From this, Nicias argues that the boy's ambition will be fired and he will wish to continue a courageous career in warfare. Therefore, according to Nicias, the art of fighting in armor should be taught to the young men. Laches replies with skepticism. He claims that he would not say that any kind of knowledge should not be learned, because all knowledge appears to be good. He then states that the use of arms is really a kind of knowledge, as Nicias has described it, and as such it indeed should be taught to all young men.

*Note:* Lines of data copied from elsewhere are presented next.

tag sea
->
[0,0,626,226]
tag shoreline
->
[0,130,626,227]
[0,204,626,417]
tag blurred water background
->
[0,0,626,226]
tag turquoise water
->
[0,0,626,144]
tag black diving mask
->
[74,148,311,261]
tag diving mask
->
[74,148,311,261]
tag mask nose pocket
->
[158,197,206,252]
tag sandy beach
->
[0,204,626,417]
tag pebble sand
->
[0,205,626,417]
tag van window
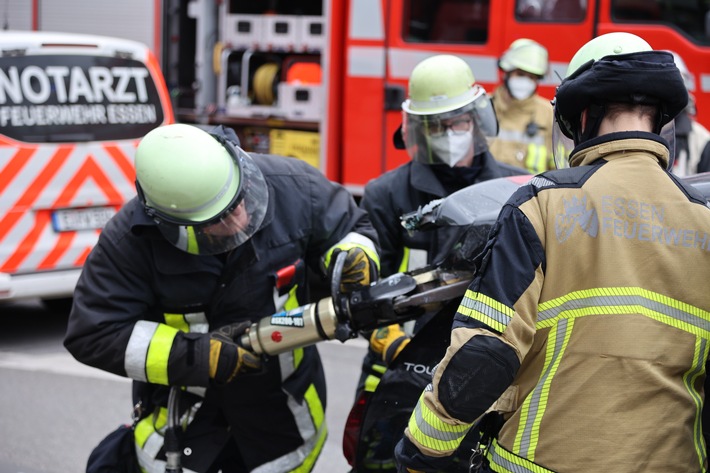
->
[515,0,587,22]
[611,0,710,44]
[402,0,489,43]
[0,54,165,143]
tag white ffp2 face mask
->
[429,130,473,167]
[505,76,537,100]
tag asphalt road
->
[0,301,365,473]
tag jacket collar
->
[570,131,670,169]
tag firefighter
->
[358,55,525,414]
[490,38,554,174]
[64,124,379,473]
[396,33,710,473]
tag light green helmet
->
[565,32,653,77]
[402,54,477,115]
[136,124,241,223]
[135,124,268,255]
[402,54,498,166]
[498,38,548,77]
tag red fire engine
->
[10,0,710,195]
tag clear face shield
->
[139,143,269,255]
[402,86,498,167]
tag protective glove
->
[331,247,377,294]
[370,324,410,366]
[209,320,261,384]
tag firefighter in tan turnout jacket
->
[396,33,710,473]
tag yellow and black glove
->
[370,324,410,366]
[338,246,377,294]
[209,320,262,384]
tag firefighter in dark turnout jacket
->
[396,33,710,473]
[358,54,527,402]
[64,124,378,473]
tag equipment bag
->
[86,424,140,473]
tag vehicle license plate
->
[52,207,116,232]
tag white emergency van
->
[0,31,174,301]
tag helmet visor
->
[402,87,498,166]
[154,143,269,255]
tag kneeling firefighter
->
[64,124,379,473]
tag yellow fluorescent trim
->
[145,324,178,385]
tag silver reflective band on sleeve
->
[487,439,554,473]
[537,287,710,339]
[458,289,515,333]
[124,320,158,382]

However, Laches says that the people who teach fighting might be deceivers and that it may not constitute knowledge at all. Laches questions the value of the art of fighting in armor by pointing out that "the Lacedemonians, whose whole life is passed in finding out and practicing the arts which give them an advantage over other nations in war" have not adopted the method of fighting in armor. Laches further attacks the value of fighting in armor by stating that of all the men he has met who practice the art of fighting in armor, not one of them has ever been distinguished in war. Laches then goes to relate a story about a man named Stesilaus, a teacher of the art of fighting in armor. Laches claims that although Stesilaus appears to teach and practice fighting well, he is so poor a fighter in actual battle that all of his companions laugh at him for his ineptitude. Laches claims that in his own experience the character of such men fighting in armor has most often seemed cowardly, and thus the art is not worth the trouble for the youths.

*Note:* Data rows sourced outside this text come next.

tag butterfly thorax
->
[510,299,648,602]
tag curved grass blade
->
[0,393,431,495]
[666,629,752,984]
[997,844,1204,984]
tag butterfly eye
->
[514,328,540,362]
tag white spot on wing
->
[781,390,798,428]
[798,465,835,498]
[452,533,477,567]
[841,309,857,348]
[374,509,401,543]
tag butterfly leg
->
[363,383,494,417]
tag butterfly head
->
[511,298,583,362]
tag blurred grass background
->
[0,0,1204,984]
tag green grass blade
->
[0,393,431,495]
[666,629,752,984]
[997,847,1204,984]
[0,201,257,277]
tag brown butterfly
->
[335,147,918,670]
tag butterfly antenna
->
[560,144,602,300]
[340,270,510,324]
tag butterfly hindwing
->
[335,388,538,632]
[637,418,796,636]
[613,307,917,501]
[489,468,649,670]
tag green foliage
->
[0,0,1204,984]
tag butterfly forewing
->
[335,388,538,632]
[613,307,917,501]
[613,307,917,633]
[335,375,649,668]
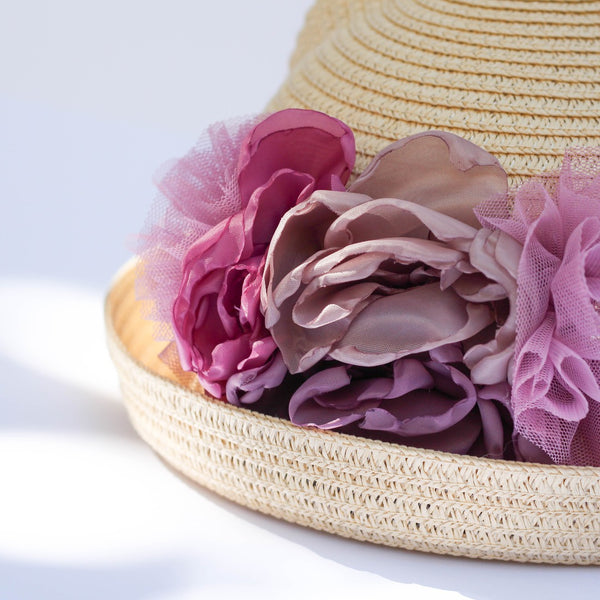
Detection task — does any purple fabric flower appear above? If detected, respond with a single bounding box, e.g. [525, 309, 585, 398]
[172, 109, 354, 404]
[480, 152, 600, 466]
[262, 132, 521, 385]
[290, 344, 510, 458]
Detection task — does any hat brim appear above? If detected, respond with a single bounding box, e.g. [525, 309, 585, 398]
[106, 263, 600, 564]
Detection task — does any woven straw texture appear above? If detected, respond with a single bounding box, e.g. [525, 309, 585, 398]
[269, 0, 600, 184]
[106, 265, 600, 564]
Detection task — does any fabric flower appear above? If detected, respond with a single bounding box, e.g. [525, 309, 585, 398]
[162, 109, 354, 404]
[290, 344, 510, 458]
[480, 151, 600, 466]
[262, 132, 521, 385]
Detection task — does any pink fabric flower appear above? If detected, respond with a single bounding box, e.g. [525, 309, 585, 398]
[172, 109, 354, 404]
[480, 152, 600, 466]
[262, 132, 521, 385]
[290, 344, 511, 458]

In this section, Laches and Nicias each gives his own expert opinion on what he thinks is the right thing for Lysimachus and Melesias to do with their children. Nicias's view is somewhat simpler than the position Laches takes. Nicias seems to take it for granted that any kind of knowledge, as long as it is knowledge, is good and valuable. Therefore, Nicias assumes that knowledge of fighting in armor must also be good and valuable. Laches accepts that all knowledge is good because there is no such thing as bad knowledge. He does, however, disagree with Nicias's implicit claim that all knowledge is valuable.

This distinction between goodness and value is typical of the optimism of much of Plato's thought and much of Greek thought in general. To Plato, all knowledge, as long as it was knowledge, was to be set on the highest level of goodness. This is why Laches, even though he goes on to argue that the art of fighting in armor is entirely useless, still maintains that this useless knowledge is good, simply because it is knowledge.

Nicias also emphasizes another key theme of Laches—that one cannot trust a teacher who is not a shining example of what he himself teaches. By describing the example of Stesilaus, Nicias brings up the possibility of different kinds of useful and useless knowledge. Although this teacher of the art of fighting in armor claims to be very knowledgeable in his art, the question is raised as to what kind of knowledge he possesses if it is not the kind of knowledge that allows him to succeed in battle. Although he may have knowledge of a sort, it seems a very different kind of knowledge than the kind that Nicias and Laches must have had to succeed honorably in battle. The knowledge of Stesilaus, if we wish to call it knowledge at all, seems a much more useless knowledge for a young man who wishes to learn how to succeed in battle. By stating that the art of fighting in armor is the only art in which the experts are poor practitioners, Nicias separates the art of fighting in armor from other arts as a kind of art with no practical use. Furthermore, Nicias re-emphasizes the connection between knowledge and experience by insisting that his knowledge of the men who practice the art of fighting in armor is based on his own experience of such men in battle.